Questa storica decisione è stata possibile anche grazie alla riduzione del prezzo degli antivirali e l’allocazione di 1,5 miliardi di euro nel triennio 2017-2019 per i farmaci innovativi e, parallelamente, AIFA ha annunciato importanti e ambiziosi obiettivi: eliminazione dell’infezione da virus HCV dall’Italia entro il 2020, trattamento di almeno 80.000 pazienti l’anno e aumento del numero dei Centri autorizzati di 50 unità.

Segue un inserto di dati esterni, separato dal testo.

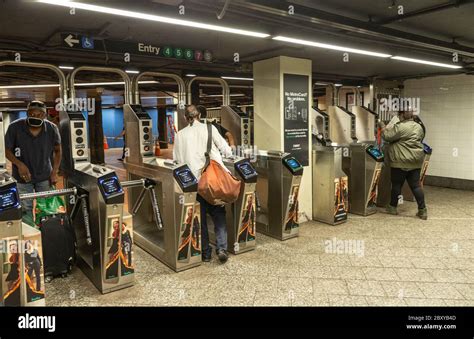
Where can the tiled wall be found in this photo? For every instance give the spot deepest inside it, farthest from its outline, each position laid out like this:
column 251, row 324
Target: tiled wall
column 447, row 109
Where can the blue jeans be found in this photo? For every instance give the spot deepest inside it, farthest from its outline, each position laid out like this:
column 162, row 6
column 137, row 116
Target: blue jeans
column 27, row 205
column 217, row 214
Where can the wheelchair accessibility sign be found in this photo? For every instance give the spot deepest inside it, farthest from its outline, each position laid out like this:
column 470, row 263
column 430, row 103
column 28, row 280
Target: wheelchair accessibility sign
column 87, row 42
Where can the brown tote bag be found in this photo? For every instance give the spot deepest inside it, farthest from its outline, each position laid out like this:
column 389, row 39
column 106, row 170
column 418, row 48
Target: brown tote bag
column 217, row 186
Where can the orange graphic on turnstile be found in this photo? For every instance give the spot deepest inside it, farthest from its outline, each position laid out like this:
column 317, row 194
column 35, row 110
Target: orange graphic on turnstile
column 340, row 198
column 292, row 217
column 247, row 225
column 185, row 239
column 373, row 189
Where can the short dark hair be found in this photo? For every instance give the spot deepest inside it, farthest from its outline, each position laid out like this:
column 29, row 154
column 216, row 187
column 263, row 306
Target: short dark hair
column 202, row 111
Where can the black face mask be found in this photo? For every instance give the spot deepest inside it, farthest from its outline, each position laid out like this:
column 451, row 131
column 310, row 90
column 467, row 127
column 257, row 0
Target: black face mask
column 34, row 122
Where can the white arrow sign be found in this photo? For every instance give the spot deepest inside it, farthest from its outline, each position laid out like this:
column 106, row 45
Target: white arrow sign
column 71, row 41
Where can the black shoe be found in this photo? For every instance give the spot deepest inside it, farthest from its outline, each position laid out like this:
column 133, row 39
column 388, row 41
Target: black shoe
column 206, row 258
column 222, row 255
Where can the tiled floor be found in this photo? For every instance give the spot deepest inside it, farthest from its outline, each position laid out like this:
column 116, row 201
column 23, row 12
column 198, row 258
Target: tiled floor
column 400, row 261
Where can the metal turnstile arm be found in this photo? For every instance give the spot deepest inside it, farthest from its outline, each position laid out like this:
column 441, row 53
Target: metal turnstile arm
column 148, row 185
column 47, row 194
column 82, row 202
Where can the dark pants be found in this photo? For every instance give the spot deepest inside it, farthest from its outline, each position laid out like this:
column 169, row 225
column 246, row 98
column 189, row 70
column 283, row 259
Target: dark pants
column 217, row 214
column 398, row 177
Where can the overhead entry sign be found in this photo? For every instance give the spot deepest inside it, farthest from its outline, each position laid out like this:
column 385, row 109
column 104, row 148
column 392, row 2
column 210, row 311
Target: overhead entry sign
column 85, row 43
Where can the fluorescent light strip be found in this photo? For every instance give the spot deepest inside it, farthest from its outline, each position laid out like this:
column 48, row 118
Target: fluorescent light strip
column 79, row 84
column 29, row 86
column 149, row 17
column 327, row 46
column 425, row 62
column 237, row 78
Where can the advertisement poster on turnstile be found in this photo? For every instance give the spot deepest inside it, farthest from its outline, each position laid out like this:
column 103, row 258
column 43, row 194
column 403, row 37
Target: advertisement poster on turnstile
column 372, row 198
column 296, row 108
column 247, row 219
column 185, row 233
column 112, row 249
column 291, row 220
column 341, row 194
column 424, row 168
column 126, row 246
column 11, row 281
column 33, row 264
column 196, row 233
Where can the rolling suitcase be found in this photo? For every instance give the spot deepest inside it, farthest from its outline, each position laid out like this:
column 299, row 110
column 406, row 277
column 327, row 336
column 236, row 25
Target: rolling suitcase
column 59, row 245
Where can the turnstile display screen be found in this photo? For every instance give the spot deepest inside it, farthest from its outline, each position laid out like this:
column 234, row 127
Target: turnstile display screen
column 9, row 199
column 293, row 165
column 375, row 153
column 246, row 171
column 111, row 186
column 186, row 179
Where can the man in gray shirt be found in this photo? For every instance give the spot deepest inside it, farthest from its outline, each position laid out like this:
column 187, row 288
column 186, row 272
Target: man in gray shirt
column 33, row 145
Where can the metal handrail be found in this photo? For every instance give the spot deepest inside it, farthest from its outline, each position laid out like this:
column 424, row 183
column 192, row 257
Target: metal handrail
column 175, row 77
column 220, row 81
column 59, row 73
column 127, row 82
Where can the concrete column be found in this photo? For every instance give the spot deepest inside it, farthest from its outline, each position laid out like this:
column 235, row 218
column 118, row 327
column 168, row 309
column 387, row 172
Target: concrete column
column 269, row 116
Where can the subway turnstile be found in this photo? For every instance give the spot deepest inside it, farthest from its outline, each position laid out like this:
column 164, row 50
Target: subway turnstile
column 330, row 183
column 168, row 226
column 22, row 280
column 239, row 124
column 364, row 172
column 104, row 242
column 240, row 215
column 278, row 184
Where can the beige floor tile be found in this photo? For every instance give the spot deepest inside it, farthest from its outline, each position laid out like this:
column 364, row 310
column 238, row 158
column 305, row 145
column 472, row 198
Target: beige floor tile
column 382, row 301
column 439, row 290
column 413, row 274
column 427, row 263
column 379, row 273
column 452, row 276
column 402, row 289
column 347, row 300
column 467, row 290
column 330, row 286
column 457, row 302
column 424, row 302
column 396, row 262
column 365, row 287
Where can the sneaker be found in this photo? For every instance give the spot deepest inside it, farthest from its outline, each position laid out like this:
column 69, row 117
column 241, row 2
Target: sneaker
column 206, row 257
column 422, row 213
column 391, row 210
column 222, row 255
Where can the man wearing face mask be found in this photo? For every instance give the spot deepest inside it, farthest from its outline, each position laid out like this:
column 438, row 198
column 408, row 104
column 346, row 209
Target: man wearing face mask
column 33, row 145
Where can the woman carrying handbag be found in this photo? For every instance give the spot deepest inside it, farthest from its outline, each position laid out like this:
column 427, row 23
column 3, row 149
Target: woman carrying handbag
column 200, row 146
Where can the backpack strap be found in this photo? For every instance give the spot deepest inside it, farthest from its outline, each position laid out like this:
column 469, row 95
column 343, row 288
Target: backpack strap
column 209, row 145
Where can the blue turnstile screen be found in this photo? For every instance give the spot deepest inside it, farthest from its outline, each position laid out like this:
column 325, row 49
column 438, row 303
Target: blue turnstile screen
column 9, row 199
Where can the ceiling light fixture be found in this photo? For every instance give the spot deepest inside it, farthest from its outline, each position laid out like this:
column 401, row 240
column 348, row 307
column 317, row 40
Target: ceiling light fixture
column 150, row 17
column 328, row 46
column 425, row 62
column 237, row 78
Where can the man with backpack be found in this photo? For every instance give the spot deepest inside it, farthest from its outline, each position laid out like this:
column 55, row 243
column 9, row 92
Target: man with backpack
column 190, row 147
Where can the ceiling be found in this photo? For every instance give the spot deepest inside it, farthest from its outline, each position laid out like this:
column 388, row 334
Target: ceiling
column 429, row 29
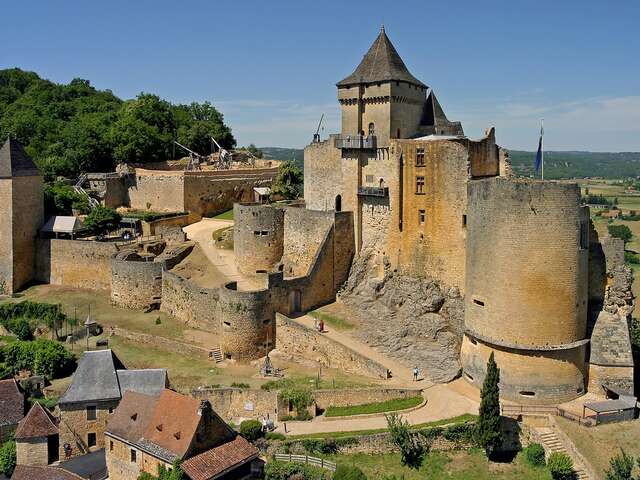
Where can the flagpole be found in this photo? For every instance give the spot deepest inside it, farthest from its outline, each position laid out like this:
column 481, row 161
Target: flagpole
column 542, row 146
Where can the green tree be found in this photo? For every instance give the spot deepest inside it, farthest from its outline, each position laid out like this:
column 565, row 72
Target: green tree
column 288, row 182
column 560, row 466
column 411, row 450
column 102, row 220
column 8, row 458
column 620, row 467
column 620, row 231
column 487, row 433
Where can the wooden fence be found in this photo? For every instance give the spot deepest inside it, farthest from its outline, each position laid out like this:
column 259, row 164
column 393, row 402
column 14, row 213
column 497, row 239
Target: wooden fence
column 316, row 462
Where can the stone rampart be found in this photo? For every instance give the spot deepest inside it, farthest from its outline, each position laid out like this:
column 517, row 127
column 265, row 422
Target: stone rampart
column 298, row 340
column 75, row 263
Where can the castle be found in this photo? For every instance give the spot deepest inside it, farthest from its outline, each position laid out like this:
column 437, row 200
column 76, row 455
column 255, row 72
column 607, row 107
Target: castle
column 399, row 191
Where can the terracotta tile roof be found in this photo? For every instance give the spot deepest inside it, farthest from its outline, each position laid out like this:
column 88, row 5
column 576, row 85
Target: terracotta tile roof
column 219, row 460
column 38, row 423
column 23, row 472
column 174, row 422
column 132, row 416
column 11, row 403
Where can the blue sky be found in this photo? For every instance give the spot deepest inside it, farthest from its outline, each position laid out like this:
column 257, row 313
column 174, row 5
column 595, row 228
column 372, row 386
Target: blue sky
column 271, row 66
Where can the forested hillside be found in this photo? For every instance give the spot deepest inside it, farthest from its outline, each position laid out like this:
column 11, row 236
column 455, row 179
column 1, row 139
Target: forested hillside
column 68, row 129
column 557, row 164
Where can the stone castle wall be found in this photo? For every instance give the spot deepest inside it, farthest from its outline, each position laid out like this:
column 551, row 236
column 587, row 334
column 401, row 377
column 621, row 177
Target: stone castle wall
column 526, row 288
column 258, row 237
column 75, row 263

“Sebbene il numero di pazienti avviati al trattamento sia in aumento, ad oggi questi obiettivi appaiono difficili da raggiungere – dichiara Ivan Gardini, Presidente EpaC Onlus – l’indagine rileva uno scenario critico circa le caratteristiche delle strutture autorizzate in ciascuna Regione ma, soprattutto, le stesse Regioni, eccetto Sicilia e Veneto, non hanno predisposto strategie adeguate per la presa in carico di tutti i pazienti già diagnosticati, attraverso il coinvolgimento degli stakeholder che gestiscono interi bacini dove stazionano pazienti da curare: parliamo delle carceri, SerD, Medici di famiglia, strutture ospedaliere non autorizzate, ecc.In particolare, continuiamo a ricevere segnalazioni di pazienti con cirrosi che dalle strutture non autorizzate non sono ancora stati inviati alle strutture autorizzate per essere curati immediatamente, e questo è inaccettabile.

Diverse strutture ospedaliere hanno esaurito gran parte dei pazienti da curare in lista di attesa ed è giunto il momento di riorganizzare le reti di cura per la presa in carico di tutti i pazienti, nessuno escluso, potenziando le strutture che hanno ancora molti pazienti in lista di attesa, e incrementando il numero delle strutture autorizzate in ragione del bisogno presente e futuro. Ci preoccupa il fatto che non abbiamo riscontrato la chiara volontà di aderire al piano di eliminazione triennale, per il semplice fatto che nessuna Regione ha messo nero su bianco quanto annunciato da AIFA, né come volontà di eliminare l’infezione entro 3 anni, né come obiettivi numerici, regionali e per singola struttura.

Non è un caso che Sicilia e Veneto sono le uniche Regioni che hanno personale interamente dedicato al piano di eliminazione dell’epatite C e quindi hanno sviluppato politiche organizzative ed operative adeguate all’obiettivo da raggiungere”, conclude Gardini.